O senador Lúcio Alcântara (PSDB-CE), fiel ao governador de seu Estado, acha que, diante do apoio da cúpula do PSDB à candidatura de José Serra, será difícil articular uma resistência à escolha do ministro ou de abrir dissidência em favor da candidata de Roseana Sarney (PF), com quem Tasso tem mantido sucessivas conversas – a última, no dia 28, foi de seis horas, em São Luís (MA).
Há um grupo grande de dirigentes do PSDB que trabalha para levar Tasso de volta às principais articulações do partido. O ministro das Comunicações, Pimenta da Veiga, ligou ontem para ele para dizer que, se o PSDB ficar unido, José Serra tem tudo para vencer a eleição.

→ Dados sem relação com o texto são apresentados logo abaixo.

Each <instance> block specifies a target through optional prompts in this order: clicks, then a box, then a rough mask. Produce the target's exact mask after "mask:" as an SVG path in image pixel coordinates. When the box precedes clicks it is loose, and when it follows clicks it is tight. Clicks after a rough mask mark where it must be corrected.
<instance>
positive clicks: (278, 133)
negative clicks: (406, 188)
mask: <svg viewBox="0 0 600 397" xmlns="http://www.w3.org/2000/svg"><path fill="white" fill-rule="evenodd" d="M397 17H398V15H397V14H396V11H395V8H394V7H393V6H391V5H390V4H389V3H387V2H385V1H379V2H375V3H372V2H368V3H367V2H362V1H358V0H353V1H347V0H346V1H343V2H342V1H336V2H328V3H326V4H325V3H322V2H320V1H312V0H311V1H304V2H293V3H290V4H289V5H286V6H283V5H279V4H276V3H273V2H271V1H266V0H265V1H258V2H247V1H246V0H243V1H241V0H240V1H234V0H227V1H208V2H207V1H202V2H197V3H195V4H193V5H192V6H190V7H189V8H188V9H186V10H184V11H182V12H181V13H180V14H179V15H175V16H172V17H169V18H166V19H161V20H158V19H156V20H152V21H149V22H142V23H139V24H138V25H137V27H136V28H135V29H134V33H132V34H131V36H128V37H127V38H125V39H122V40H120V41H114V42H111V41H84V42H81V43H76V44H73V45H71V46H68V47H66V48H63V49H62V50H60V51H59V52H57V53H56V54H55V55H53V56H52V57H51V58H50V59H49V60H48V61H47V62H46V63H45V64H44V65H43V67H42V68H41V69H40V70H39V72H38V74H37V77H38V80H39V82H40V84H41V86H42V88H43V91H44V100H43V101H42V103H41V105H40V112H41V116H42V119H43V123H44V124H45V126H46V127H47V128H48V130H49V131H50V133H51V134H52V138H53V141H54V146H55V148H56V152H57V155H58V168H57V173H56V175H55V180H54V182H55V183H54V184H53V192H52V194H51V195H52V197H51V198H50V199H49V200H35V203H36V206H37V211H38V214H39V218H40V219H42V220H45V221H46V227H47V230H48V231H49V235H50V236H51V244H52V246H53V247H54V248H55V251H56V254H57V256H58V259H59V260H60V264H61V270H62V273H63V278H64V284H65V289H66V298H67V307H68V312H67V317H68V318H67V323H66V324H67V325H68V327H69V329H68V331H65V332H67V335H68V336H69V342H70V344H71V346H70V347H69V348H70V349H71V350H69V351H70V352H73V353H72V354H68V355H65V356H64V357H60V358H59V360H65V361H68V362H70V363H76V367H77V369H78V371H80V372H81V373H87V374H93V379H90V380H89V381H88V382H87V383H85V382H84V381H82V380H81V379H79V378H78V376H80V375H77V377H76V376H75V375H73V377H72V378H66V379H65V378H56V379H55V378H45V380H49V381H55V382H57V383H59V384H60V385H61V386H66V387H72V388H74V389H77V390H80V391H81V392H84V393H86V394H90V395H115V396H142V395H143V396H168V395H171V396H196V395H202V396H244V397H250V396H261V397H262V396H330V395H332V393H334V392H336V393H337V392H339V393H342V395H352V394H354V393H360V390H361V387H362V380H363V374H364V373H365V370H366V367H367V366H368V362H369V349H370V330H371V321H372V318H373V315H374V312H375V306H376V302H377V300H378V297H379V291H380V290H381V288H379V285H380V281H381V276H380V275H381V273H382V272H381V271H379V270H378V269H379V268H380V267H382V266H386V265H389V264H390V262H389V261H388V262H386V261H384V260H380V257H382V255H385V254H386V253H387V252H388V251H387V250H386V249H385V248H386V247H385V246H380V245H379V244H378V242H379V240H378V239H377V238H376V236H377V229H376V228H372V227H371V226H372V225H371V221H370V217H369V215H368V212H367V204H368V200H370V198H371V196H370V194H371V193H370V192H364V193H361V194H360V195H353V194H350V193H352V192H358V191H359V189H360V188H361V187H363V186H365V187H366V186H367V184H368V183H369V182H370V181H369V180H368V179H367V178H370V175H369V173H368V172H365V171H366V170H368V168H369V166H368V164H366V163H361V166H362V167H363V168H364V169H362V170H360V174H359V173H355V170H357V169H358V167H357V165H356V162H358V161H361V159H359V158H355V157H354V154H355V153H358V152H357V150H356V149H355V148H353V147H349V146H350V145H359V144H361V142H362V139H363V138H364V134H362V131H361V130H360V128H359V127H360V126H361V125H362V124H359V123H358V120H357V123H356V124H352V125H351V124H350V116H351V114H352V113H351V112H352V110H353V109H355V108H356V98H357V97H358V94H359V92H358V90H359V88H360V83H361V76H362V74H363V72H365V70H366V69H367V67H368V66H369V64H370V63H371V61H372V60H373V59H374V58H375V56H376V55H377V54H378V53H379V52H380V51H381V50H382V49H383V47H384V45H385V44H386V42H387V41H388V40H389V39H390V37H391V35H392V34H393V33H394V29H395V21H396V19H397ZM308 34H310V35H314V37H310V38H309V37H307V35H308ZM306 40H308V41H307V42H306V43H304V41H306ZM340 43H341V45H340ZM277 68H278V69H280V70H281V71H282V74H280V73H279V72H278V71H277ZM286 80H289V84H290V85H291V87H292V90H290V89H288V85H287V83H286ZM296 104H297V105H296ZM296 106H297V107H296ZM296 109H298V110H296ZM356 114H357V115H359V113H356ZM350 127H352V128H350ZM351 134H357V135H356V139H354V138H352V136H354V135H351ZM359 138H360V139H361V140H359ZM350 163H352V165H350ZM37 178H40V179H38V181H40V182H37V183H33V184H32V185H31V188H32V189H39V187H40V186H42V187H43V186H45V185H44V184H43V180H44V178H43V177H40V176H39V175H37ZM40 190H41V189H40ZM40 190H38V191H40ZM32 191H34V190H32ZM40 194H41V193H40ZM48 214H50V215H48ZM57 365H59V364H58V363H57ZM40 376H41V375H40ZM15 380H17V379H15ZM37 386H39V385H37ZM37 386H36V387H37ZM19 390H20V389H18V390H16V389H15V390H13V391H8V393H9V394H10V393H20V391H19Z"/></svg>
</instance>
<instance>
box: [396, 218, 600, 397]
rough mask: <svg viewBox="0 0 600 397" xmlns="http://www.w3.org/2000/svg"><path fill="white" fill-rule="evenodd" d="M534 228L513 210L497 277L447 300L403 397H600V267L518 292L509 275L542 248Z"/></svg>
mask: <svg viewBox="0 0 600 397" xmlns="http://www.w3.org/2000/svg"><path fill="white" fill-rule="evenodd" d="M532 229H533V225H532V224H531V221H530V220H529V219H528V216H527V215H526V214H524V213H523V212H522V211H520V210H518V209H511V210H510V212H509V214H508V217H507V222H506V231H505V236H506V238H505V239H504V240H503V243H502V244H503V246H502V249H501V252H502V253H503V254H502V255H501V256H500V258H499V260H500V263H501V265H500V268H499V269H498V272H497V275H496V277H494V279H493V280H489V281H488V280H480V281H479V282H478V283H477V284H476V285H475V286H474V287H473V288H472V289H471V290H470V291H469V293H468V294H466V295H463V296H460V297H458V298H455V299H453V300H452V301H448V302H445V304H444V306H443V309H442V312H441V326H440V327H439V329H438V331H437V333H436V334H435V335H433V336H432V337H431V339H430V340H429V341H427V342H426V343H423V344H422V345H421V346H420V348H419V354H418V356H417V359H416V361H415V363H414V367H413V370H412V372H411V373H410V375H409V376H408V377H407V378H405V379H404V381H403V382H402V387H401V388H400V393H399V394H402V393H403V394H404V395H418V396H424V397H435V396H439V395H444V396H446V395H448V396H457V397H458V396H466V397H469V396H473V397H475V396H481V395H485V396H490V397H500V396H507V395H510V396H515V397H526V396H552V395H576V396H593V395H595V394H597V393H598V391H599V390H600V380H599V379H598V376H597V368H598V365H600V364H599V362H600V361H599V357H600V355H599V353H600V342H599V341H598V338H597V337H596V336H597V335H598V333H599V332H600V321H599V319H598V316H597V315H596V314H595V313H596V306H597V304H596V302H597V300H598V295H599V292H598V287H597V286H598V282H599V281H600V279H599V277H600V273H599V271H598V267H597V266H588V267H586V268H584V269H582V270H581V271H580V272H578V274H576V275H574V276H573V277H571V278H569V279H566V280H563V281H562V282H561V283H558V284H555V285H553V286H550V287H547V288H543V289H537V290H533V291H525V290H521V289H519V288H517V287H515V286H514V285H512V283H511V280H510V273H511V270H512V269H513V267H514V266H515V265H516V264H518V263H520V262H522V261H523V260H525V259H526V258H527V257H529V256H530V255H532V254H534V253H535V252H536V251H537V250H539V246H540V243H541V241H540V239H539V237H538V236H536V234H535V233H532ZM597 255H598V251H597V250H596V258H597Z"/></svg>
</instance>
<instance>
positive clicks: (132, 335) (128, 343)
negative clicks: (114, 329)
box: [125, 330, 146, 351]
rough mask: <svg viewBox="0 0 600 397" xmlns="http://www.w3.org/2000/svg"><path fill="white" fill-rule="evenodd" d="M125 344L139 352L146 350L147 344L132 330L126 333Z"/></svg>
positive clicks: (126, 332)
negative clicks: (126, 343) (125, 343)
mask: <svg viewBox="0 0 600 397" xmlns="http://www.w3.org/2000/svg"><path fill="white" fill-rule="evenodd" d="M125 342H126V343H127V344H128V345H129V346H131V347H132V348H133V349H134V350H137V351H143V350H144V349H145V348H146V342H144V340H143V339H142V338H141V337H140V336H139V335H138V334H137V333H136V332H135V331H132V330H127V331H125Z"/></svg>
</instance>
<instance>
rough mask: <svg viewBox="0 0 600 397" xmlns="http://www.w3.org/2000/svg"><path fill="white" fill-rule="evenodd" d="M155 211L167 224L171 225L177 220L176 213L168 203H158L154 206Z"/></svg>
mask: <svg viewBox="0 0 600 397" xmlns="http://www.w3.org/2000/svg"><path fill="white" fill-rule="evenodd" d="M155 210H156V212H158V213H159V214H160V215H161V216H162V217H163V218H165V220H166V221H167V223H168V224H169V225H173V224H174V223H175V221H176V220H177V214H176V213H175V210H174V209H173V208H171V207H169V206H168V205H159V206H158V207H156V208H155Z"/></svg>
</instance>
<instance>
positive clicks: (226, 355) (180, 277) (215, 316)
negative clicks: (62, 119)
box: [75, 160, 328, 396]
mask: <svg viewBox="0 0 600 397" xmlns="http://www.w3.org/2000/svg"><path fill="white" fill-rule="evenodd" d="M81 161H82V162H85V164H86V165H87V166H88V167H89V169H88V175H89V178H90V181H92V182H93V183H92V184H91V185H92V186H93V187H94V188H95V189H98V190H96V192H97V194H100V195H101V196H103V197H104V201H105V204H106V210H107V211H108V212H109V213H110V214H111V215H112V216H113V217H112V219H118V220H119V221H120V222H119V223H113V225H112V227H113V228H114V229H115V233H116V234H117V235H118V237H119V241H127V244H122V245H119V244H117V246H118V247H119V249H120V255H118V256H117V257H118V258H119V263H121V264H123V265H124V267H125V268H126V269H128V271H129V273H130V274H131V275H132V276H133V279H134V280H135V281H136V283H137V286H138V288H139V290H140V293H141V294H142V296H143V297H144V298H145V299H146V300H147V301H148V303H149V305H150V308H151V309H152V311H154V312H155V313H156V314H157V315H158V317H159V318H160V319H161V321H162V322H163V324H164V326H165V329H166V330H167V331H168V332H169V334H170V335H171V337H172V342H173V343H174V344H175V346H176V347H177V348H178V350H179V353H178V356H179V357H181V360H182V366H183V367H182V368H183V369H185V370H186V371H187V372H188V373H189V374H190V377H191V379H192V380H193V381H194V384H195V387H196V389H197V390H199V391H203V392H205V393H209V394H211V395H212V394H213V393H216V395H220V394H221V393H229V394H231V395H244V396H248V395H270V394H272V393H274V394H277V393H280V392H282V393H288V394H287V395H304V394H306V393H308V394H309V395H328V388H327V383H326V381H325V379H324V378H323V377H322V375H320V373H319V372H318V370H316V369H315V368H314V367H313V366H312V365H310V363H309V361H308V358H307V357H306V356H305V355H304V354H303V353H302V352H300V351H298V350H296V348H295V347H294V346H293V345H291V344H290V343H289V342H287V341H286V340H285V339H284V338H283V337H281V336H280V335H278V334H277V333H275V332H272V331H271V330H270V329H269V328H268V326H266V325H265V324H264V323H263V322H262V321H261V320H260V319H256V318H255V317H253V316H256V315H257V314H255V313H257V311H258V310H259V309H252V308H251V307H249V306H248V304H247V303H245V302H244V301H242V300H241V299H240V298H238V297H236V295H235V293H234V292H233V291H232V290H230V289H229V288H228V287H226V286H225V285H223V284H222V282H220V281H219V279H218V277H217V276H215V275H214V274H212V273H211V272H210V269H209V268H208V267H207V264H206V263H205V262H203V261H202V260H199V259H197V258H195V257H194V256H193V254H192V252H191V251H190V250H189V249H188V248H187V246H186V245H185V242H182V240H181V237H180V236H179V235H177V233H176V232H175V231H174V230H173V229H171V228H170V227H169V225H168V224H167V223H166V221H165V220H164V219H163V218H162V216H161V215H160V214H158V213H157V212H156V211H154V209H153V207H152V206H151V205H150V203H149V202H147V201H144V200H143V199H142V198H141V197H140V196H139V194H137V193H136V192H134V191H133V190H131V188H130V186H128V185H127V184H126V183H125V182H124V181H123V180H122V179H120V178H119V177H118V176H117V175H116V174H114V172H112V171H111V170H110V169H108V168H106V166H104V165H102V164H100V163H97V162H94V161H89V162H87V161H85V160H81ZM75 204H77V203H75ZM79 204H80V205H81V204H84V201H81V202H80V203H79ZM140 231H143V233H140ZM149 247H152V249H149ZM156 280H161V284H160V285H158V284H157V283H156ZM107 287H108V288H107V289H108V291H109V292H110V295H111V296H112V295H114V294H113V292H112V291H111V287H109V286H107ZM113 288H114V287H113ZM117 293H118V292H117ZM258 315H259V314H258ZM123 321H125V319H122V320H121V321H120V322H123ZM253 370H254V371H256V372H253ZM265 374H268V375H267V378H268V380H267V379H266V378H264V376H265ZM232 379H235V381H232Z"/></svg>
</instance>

Pimenta da Veiga participou, ontem, do almoço no apartamento do secretário-geral do PSDB, Márcio Fortes (RJ), quando o partido lançou a pré-candidatura de Serra a presidente da República. O ministro, ao sair do almoço, disse que estava tudo bem com o grupo de Tasso Jereissati, do qual é aliado. Também foram a campo para manter Tasso integrado ao partido e, se possível, à campanha de Serra, o ministro Arthur Virgílio Netto, secretário-geral da Presidência da República. Ontem, durante entrevista, ele declarou que a aproximação entre o governador do Ceará e Serra deve se dar o mais urgente possível. Pimenta e Arthur eram defensores da candidatura Tasso.
O presidente do PSDB, deputado José Aníbal (SP), marcou jantar com com Tasso Jereissati no próximo domingo. O encontro dos dois havia sido acertado antes do Ano Novo, mas depois do almoço de ontem, os principais articuladores da candidatura de Serra decidiram dar-lhe um caráter muito mais especial. Chegou-se até a falar na possibilidade de Serra viajar com Aníbal para também se encontrar com o governador.
Aníbal afirmou que é missão do presidente do partido criar condições para que o PSDB seja unificado, sem dissidências. ‘‘Minha intenção é manter a unidade do partido e tenho informações suficientes para dizer que o governador Tasso Jereissati agirá partidariamente.’’ E afirmou que não há possibilidade de que ocorra uma desestabilização no partido, porque hoje o PSDB caminha para a união.
O líder do PSDB na Câmara, Jutahy Júnior (BA), um dos principais articuladores da campanha de José Serra, afirmou que o partido não pode abrir mão do apoio do governador do Ceará. Para ele, o PSDB está praticamente unido. O ideal mesmo, disse, é que fosse 100% a favor da candidatura de José Serra e isso é possível com a adesão do grupo de Tasso Jereissati.